Give an example of a function which is in $L^2 (\mathbb{R})$ but not in $L^p(\mathbb{R})$ for any $p \in [1, 2) \cup (2, \infty]$.

Question

This question was on a problem set regarding $L^p$ spaces in an undergraduate-level real analysis course. I actually used an answer on StackExchange to help me provide an example, but I couldn't provide adequate justification for why it works. The answer I used is linked here. I modified this function a little to make it so that it only converges if $p = 2$, namely I defined my function as follows: $$f(x)=\frac{1}{x^{2/p} \ln^2(x^{2/p})}$$

But I can't really explain why it works (and to be honest, I'm not really sure it does work). My professor hinted in class that there is a solution that involves a continuous piecewise function agreeing at $x=1$ that is basically a generalization of the observation that for the following functions: $$g(x)=\begin{cases} \frac{1}{\sqrt{x}} & 0<x<1 \\ 0 & \text{otherwise}\end{cases}$$ $$h(x)=\begin{cases} \frac{1}{x} & x>1 \\ 0 & \text{otherwise}\end{cases}$$ we can easily show that $g \in L^1(\mathbb{R}), \, g \not\in L^2(\mathbb{R})$ and $h \in L^2(\mathbb{R}), \, h \not\in L^1(\mathbb{R})$. So I would imagine that the solution based on this hint would involve some sort of clever manipulation of powers to incorporate all $p \in [1, 2) \cup (2, \infty]$ somehow, but I have no idea how to do that. I'm pretty lost with this problem. What is the best way to go about it?

Answer 1

No, $f(x)=\frac{1}{x^{2/p} \ln^2(x^{2/p})}$ does not work by itself. The answer you linked does not contain an explicit example of such a function: it gives one piece of it, and then says "stitch this function together with its inverse".

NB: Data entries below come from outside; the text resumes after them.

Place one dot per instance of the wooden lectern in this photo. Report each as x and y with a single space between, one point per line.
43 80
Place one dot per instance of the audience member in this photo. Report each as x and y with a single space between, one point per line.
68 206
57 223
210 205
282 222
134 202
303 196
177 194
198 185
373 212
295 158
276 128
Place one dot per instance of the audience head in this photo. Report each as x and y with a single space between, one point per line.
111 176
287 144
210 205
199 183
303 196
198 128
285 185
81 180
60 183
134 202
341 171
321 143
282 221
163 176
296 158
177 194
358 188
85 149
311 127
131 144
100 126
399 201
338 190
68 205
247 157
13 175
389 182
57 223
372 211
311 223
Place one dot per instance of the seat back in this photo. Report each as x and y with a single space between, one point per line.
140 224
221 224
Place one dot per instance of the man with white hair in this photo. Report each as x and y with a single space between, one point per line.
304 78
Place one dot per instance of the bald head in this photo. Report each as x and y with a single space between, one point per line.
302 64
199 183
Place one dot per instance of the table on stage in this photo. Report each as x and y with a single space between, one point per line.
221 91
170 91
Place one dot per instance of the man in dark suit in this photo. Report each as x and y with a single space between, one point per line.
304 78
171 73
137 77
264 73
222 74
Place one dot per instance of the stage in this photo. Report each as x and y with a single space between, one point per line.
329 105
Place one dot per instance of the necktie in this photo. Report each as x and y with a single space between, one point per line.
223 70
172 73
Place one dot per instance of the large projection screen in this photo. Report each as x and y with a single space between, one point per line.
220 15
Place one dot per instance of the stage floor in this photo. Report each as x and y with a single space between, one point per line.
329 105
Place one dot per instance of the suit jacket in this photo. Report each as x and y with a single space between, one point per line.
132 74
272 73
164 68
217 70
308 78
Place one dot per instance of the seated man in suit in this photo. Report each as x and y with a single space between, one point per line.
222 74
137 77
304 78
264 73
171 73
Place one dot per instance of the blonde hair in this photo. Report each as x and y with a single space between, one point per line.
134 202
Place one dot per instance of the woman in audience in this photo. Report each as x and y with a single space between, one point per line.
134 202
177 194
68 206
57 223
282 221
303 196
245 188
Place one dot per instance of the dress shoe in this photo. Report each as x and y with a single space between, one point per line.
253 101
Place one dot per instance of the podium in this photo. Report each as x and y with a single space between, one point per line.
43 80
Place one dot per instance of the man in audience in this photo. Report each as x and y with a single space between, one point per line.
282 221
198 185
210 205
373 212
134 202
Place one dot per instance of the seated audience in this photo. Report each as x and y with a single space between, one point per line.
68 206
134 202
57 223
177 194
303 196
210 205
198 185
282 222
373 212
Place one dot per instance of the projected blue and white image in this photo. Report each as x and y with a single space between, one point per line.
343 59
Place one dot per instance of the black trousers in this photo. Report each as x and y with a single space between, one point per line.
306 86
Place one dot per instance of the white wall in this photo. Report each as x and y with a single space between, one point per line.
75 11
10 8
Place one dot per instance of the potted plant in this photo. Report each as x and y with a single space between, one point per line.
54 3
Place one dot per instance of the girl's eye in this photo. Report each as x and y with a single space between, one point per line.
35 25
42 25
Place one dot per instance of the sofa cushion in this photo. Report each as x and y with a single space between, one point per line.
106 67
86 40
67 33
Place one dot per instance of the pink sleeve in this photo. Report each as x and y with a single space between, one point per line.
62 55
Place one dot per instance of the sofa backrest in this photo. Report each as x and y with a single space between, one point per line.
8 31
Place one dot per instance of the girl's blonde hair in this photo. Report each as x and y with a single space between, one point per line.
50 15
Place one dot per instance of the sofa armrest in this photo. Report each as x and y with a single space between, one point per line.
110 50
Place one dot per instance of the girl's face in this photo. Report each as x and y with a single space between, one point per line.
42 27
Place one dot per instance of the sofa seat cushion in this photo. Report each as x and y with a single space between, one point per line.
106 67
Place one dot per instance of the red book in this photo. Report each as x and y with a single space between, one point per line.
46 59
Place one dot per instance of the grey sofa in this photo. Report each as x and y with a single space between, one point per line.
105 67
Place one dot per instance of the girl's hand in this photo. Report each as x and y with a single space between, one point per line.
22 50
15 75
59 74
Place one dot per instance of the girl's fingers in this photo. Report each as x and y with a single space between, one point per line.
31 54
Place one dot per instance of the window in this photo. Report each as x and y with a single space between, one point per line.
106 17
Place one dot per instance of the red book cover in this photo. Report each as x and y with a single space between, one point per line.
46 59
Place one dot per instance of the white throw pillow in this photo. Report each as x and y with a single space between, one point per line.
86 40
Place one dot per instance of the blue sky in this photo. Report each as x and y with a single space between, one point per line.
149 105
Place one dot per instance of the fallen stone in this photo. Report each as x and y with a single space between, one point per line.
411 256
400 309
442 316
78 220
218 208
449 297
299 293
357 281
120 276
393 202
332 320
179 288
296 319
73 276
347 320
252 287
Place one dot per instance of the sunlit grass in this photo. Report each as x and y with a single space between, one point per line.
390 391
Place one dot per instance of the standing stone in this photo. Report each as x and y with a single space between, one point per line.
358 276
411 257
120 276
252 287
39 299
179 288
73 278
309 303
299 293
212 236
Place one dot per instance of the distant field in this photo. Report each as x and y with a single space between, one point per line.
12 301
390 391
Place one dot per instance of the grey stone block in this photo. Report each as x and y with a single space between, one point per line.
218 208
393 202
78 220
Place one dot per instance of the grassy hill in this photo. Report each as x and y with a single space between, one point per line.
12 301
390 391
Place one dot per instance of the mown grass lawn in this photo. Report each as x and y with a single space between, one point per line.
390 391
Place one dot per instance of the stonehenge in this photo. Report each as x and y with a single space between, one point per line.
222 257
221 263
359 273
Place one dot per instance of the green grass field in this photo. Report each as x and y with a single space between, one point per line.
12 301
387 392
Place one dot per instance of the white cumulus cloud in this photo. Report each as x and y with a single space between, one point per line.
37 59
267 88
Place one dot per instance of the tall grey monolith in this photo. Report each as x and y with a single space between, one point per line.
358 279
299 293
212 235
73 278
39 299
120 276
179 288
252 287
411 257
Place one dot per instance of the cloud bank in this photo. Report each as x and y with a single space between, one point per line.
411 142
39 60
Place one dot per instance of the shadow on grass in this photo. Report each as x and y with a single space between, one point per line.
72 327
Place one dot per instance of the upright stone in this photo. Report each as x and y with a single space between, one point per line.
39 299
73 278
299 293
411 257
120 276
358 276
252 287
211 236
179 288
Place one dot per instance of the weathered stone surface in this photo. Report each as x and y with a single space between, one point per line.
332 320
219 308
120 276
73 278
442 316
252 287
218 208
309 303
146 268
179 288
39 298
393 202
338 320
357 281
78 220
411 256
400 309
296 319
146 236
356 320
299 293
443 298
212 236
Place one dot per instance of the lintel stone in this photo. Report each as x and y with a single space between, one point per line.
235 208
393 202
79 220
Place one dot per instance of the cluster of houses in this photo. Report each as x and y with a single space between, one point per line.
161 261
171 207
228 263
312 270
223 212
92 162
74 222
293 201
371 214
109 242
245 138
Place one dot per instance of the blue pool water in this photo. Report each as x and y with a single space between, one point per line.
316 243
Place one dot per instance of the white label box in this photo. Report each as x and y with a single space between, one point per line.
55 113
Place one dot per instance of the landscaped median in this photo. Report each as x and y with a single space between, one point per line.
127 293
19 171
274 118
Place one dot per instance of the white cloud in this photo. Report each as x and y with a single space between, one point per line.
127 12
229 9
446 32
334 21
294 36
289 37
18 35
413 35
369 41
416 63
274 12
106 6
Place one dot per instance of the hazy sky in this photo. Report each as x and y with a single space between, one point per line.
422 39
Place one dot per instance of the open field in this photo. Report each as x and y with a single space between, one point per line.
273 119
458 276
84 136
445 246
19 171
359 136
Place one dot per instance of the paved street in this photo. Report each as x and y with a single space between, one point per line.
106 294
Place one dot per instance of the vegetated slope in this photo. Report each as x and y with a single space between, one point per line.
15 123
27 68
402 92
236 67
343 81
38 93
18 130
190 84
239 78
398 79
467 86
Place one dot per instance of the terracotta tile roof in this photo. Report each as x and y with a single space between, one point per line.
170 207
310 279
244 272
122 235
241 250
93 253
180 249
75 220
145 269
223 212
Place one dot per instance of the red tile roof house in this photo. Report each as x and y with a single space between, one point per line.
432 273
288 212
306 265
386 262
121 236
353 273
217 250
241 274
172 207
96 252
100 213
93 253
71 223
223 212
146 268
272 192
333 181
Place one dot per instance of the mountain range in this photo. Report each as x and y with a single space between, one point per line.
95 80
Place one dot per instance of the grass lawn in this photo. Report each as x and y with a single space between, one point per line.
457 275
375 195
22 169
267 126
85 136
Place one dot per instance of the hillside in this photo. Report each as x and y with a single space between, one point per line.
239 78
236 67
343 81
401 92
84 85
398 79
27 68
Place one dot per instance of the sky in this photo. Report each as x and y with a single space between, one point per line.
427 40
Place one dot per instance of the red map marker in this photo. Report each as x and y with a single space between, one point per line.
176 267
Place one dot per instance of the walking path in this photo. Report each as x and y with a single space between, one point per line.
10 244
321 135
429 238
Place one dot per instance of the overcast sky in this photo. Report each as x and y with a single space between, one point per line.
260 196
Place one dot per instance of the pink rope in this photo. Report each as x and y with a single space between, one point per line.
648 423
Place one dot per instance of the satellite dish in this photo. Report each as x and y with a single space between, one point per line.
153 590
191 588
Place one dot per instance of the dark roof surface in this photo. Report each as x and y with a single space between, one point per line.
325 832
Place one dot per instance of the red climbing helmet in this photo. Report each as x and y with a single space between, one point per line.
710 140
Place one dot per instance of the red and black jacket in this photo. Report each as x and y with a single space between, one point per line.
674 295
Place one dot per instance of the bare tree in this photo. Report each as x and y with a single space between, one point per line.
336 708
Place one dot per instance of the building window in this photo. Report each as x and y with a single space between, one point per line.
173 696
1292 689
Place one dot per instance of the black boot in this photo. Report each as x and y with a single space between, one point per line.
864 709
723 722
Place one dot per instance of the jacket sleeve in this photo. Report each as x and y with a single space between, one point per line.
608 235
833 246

You'd be better off using Robert Israel's answer instead: $$f(x) = \frac{1}{x^{1/p} (\ln(x)^2+1)} \qquad \text{on} \qquad (0, \infty)$$ You don't need to modify this for $L^2$ other than setting $p=2$.

• Convergence of the integral of $f^p$ near $0$ and $\infty$ follows by comparison $f(x)^p \le \frac{1}{x \ln(x)^{2p}}$ which can be integrated directly.
• Divergence of the integral of $f^q$ with $q\ne p$ follows from the fact that the factor of $x^{q/p}$ in the denominator has exponent different from $1$, so it lands on the "divergent" side of $1$ either at $0$ or at $\infty$. The logarithmic term can be estimated by $\ln(x)^2+1 \le Cx^\epsilon$ at $\infty$, or $\ln(x)^2+1 \le Cx^{-\epsilon}$ near $0$.